Иван Ефимович относился к мальчишкам по-доброму, школе нашей всячески помогал.
Однажды, когда ы подросли и были в девятом классе (я уже боксом занимался),
Иван Ефимович похлопал меня по спине и сказал:
– Крепкий ты, Володя, парень, из тебя может хороший командир получиться. Не
думал об этом? А ты подумай.
Я не только думал – мечтал стать курсантом. Тогда очень многие юноши стремились
в училища, была не то что мода, а всеобщий порыв влюбленности в военные
профессии. Мечтой мальчишек было стать лейтенантом – артиллеристом, танкистом,
а особенно летчиком: эти небожители были тогда популярны не меньше, чем в наши
дни космонавты.
Военные в те годы пользовались огромным уважением, может быть, народ
предчувствовал то лихолетье, в котором людям в военной форме предстояло
выполнить труднейшую миссию по защите Родины.

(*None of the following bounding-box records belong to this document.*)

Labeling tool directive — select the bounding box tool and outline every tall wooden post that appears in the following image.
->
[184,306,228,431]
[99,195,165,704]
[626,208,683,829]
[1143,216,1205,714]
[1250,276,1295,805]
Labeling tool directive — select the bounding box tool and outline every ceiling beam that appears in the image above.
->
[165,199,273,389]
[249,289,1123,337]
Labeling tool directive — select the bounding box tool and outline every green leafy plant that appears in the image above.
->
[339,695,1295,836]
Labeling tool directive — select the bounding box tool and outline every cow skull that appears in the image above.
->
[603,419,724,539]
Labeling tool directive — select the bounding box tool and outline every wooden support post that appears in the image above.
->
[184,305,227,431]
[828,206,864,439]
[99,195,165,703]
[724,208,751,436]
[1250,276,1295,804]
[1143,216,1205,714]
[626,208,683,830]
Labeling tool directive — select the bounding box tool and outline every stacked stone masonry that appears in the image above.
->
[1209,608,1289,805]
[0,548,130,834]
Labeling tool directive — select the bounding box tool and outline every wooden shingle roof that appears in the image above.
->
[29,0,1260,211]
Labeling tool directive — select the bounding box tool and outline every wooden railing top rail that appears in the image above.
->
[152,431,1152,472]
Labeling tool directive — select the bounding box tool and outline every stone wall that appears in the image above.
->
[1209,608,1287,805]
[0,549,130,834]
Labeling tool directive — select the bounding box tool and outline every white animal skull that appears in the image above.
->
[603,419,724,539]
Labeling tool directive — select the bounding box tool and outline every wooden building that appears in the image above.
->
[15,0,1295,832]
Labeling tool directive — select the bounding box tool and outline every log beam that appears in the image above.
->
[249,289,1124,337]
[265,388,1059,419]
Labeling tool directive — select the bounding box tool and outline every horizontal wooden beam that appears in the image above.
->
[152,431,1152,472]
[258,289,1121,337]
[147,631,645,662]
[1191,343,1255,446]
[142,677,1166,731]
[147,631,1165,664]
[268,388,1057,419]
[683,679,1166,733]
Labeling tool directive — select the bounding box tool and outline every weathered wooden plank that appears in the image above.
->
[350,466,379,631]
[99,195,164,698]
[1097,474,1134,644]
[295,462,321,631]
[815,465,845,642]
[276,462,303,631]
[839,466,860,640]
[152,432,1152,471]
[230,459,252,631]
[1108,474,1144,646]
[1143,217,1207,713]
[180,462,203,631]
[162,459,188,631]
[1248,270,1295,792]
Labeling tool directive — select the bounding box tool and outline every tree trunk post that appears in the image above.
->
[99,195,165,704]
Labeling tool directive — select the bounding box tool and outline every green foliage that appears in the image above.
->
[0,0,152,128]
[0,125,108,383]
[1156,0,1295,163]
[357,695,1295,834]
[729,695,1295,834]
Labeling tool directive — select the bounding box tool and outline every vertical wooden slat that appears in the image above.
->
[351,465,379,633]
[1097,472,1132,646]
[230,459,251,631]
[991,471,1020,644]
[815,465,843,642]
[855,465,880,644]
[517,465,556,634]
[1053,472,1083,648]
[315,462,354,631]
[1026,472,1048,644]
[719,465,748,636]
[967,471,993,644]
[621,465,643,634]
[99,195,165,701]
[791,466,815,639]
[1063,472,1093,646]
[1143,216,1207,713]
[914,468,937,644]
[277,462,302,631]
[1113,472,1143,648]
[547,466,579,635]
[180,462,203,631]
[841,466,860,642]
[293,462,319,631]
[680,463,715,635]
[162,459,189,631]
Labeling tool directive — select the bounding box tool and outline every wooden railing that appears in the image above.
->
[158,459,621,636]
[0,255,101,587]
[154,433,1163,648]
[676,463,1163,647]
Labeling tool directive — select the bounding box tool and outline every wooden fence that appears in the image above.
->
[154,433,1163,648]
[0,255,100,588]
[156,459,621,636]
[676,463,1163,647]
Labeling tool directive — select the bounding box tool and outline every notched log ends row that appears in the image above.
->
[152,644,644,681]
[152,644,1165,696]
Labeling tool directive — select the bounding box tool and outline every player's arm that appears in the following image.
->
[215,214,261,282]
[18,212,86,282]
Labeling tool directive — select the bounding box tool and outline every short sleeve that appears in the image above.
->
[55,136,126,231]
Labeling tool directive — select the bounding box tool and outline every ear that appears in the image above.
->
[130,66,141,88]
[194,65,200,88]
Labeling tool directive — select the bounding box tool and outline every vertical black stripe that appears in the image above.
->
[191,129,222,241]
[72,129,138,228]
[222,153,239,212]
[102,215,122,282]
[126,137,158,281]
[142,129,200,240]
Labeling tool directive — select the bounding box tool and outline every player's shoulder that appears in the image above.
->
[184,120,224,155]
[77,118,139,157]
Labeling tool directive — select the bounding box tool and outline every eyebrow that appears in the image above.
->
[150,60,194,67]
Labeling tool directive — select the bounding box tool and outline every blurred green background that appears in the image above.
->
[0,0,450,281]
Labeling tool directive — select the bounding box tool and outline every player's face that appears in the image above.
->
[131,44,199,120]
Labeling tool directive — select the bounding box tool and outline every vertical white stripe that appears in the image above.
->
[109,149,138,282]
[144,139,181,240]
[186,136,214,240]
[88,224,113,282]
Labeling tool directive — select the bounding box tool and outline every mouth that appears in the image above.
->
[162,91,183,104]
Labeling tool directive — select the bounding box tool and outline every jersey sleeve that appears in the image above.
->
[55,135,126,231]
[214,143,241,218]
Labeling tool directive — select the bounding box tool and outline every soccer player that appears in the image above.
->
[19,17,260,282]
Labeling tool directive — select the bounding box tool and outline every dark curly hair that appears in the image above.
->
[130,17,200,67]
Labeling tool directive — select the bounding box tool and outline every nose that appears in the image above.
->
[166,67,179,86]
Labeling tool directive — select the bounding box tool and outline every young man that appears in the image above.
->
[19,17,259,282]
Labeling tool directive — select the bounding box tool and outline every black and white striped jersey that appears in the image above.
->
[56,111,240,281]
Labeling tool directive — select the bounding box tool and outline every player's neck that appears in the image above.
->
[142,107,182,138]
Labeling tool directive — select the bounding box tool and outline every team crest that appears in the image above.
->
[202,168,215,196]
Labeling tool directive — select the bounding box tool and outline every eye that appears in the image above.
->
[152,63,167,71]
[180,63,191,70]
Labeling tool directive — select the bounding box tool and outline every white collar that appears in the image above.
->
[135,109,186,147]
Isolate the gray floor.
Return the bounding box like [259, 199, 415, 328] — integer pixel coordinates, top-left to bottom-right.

Вспоминается эпизод, вроде бы пустяковый, но теперь, через много лет, я понимаю,
что в нем отражались именно любовь и уважение народа к армии. Я ехал в трамвае.
И вдруг суматоха в вагоне – поймали воришку и подняли шум! Кричали, что залез
в карман. Трамвай мчался, парнишке не выпрыгнуть, не убежать. Распалившиеся
дядьки уже поднимали кулаки. Парень кричал, что он не вор, что произошла
ошибка! Но его не слушали и, держа в крепких руках, мотали из стороны в сторону.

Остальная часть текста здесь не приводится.